The last loop iteration determines the content of those "Rail x - Assigned" indicators!
Try something like this instead:
Do you REALLY want to index those sample arrays at the FOR loop???
06-10-2025 07:20 AM - edited 06-10-2025 07:33 AM
This post edited due to Forum issue
Seriously Interesting. Double post! Haven't seen that in years.
06-10-2025 07:28 AM - edited 06-10-2025 08:07 AM
Interesting.
I doubt that your understanding of the Case structure is your worst problem! Let's look at the For Loop.
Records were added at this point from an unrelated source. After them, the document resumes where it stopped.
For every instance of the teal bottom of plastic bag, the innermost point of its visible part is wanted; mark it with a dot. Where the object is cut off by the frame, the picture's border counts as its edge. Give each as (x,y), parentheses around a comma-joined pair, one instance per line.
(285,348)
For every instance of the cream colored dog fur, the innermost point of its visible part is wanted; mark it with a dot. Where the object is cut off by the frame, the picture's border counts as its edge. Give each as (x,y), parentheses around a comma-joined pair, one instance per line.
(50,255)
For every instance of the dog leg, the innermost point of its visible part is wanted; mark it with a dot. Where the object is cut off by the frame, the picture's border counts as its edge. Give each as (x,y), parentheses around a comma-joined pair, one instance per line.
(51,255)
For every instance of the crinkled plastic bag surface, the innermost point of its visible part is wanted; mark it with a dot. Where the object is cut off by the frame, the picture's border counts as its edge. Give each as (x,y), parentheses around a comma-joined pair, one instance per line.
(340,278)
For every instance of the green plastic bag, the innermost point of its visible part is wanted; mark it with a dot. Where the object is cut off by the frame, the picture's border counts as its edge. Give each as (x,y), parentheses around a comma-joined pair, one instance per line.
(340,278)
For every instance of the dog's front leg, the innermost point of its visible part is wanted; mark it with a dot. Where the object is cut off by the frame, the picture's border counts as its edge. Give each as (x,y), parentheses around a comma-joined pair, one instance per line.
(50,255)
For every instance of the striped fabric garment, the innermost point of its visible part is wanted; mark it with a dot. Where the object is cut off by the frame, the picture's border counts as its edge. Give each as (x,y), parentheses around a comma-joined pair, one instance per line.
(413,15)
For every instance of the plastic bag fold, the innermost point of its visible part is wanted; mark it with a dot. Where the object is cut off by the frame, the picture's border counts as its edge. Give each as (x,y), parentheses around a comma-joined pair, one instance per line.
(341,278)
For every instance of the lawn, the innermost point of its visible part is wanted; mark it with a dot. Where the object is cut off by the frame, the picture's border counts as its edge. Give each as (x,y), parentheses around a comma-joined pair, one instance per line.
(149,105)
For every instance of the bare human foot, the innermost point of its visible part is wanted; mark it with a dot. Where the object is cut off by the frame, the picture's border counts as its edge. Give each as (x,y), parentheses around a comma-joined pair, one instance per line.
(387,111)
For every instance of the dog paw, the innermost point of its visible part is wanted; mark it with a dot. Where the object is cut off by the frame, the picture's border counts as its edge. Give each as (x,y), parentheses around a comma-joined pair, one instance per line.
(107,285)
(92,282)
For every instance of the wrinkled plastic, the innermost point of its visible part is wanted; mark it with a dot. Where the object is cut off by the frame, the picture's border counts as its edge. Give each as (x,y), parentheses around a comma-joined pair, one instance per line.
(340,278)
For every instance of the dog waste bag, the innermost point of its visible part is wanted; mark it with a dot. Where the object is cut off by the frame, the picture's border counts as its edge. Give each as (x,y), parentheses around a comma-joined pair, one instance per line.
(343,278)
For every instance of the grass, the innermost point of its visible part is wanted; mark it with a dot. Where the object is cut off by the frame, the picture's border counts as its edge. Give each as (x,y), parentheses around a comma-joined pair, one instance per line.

For Loops with Autoindexed inputs iterate exactly as many times as the number of elements in the LEAST populous autoindexed array. You actually CAN wire an indicator to the INSIDE of the For Loop "N" block to read that Number. <HINT: do that!>
@Gerd, I'd unbundle the y[]components out of the array of waveforms INSIDE the autoindexing For Loop......I think that that silly breakout before the loop will probably be a "Face-Palm" correction for the OP.
NOTE: the number of Waveforms is definitely contained within the DAQmx Task as intrgal to all measurements of interest. Explicitly indexing individual Waveform y arrays then looping over each y element is seldom RIGHT. I suspect one of the Waveforms indexed before the loop is empty ( default data with a 0 element y array leading to a 0 iteration For Loop - facepalmable)
Worse, the DAQmx Task could have DACMxScales applied for each Channel .... making all of the gyrations after acquisition moot.
06-10-2025 08:37 AM
Thank you GerdW, that worked as I intended.